A Transport of Delight: CD Transport Jitter Page 2

The block diagram of fig.1 shows how transport jitter ends up in the digital processor's word clock. The call-out numbers in fig.1 correspond to the five jitter sources described above. Fig.1 shows why transports and digital interfaces sound different—their jitter directly affects the timing precision of the digital/analog conversion process.

Fig.1 Jitter sources in a CD playback system

The "bits is bits" camp rejects this thesis, claiming that transport and interface jitter is completely removed by the digital processor's input receiver. They consider the PLL an absolute barrier to jitter. Consequently, they argue, transports, digital interfaces, and CD tweaks can't affect sound quality.

I conducted a little experiment to test this hypothesis. I measured a digital processor's word-clock jitter (with the Meitner LIM Detector described in Vol.16 No.1) when driven by two different digital sources. One source has low jitter (the PS Audio Lambda transport), and one source has high jitter (the Panasonic SV-3700 professional DAT machine). Fig.2 shows the jitter spectrum of the processor's word clock when driven by the Lambda. For contrast, fig.3 is the same processor's jitter spectrum—measured at the DAC with the identical test signal and conditions—but with the high-jitter Panasonic SV-3700 driving the processor. Note the vastly cleaner spectrum and fewer discrete-frequency jitter components when the processor was driven by the Lambda. Moreover, the overall RMS jitter (measured from 400Hz to 22kHz) increased from 145ps with the Lambda transport to a whopping 561ps when driven by the high-jitter SV-3700. Clearly, jitter in the S/PDIF signal driving a digital processor does greatly affect word-clock jitter inside the processor.
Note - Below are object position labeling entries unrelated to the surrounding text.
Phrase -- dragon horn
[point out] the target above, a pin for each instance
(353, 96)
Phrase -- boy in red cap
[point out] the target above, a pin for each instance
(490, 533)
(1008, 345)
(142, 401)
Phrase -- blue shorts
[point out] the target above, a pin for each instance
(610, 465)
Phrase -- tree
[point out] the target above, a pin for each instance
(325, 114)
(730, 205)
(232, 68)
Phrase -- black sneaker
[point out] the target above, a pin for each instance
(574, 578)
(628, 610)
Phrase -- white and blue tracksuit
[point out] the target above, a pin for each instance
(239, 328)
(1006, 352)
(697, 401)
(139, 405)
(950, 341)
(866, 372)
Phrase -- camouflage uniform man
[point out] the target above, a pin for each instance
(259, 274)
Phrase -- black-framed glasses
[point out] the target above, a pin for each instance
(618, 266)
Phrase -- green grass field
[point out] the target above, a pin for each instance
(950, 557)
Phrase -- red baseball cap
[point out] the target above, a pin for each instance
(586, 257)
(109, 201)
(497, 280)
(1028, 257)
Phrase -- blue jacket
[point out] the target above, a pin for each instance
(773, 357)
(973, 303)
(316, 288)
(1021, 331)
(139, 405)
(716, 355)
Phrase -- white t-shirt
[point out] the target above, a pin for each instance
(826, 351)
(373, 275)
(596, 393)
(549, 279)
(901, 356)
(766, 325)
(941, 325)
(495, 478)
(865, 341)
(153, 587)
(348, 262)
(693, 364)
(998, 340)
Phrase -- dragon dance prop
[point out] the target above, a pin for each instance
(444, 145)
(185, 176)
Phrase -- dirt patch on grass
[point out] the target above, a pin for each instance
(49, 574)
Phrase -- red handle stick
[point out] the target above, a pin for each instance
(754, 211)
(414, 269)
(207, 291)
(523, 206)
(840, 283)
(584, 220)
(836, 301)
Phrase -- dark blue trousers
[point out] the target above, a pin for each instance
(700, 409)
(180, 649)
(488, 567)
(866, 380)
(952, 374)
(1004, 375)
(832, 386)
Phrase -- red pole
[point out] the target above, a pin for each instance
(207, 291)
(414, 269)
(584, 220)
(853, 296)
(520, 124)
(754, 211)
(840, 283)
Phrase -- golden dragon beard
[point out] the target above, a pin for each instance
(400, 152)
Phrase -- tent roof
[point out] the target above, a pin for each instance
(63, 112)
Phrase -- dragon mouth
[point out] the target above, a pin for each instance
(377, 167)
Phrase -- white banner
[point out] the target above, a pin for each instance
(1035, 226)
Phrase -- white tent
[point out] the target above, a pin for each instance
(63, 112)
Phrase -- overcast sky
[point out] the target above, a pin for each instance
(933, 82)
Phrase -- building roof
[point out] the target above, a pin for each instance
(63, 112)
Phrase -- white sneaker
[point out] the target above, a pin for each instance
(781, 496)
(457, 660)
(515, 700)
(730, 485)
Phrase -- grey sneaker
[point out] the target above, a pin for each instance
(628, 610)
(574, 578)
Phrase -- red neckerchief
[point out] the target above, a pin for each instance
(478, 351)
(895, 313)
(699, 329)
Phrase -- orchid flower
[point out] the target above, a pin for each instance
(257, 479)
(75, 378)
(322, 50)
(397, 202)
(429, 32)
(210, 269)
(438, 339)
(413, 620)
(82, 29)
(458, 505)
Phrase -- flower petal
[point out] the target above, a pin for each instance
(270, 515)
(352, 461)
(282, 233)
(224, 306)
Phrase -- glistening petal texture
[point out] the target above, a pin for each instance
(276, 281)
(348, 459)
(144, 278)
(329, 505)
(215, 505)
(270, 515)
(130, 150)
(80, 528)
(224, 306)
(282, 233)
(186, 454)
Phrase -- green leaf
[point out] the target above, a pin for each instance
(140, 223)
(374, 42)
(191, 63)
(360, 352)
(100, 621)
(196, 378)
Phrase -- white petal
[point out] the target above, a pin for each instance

Fig.2 PS Audio Reference Link, DAC word-clock jitter spectrum, DC-20kHz, when driven by PS Audio Lambda CD transport (linear freqeuncy scale, 10dB/vertical/div., 0dB = 1ns.) RMS jitter (400Hz-22kHz) = 145ps.

Fig.3 PS Audio Reference Link, DAC word-clock jitter spectrum, DC-20kHz, when driven by Panasonic SV-3700 DAT recorder (linear freqeuncy scale, 10dB/vertical/div., 0dB = 1ns.) RMS jitter (400Hz-22kHz) = 561ps.

Incidentally, the digital processor used in this experiment was the PS Audio Reference Link, which uses the Crystal CS8412 input receiver in perhaps the best possible implementation. The difference would have been even more dramatic if I'd chosen a processor with the Yamaha YM3623 chip, or one that had a lower-quality implementation of the CS8412. Note that these measurements don't reflect poorly on the Reference Link: any processor with the Yamaha or Crystal input receiver (ie, just about all of them) will pass these differences in transport jitter to the recovered DAC word clock (footnote 3).

Because a processor's clock jitter changes so dramatically when driven by different digital sources, some important questions are raised about how jitter is specified in digital processors. First, when digital-processor manufacturers quote jitter numbers in their literature, what transport or digital source do they use? With what test signals? And over what measurement bandwidth? Finally, what test instrument do they use to measure jitter? It's too easy for manufacturers to offhandedly claim a low jitter number without even knowing what the jitter levels or characteristics really are. Be suspicious of any jitter claims made in manufacturer's specification sheets and promotional literature.

As clearly demonstrated in the experiment described above, transport and interface jitter end up at the DAC's word clock—the point where jitter affects sound quality.

Test methodology
Using the UltraAnalog jitter analyzer is simple. A CD transport or other digital source is connected to the analyzer's input, and the analyzer's output is fed to an Audio Precision System One. The System One is configured to perform a 1/3-octave spectral analysis of the transport's jitter. This technique plots the jitter's energy as a function of frequency in 1/3-octave bands from 20Hz to 50kHz. This is exactly the same technique we use to look at a processor's output when decoding a 1kHz, -90dB dithered sinewave in all our CD-player and digital-processor reviews.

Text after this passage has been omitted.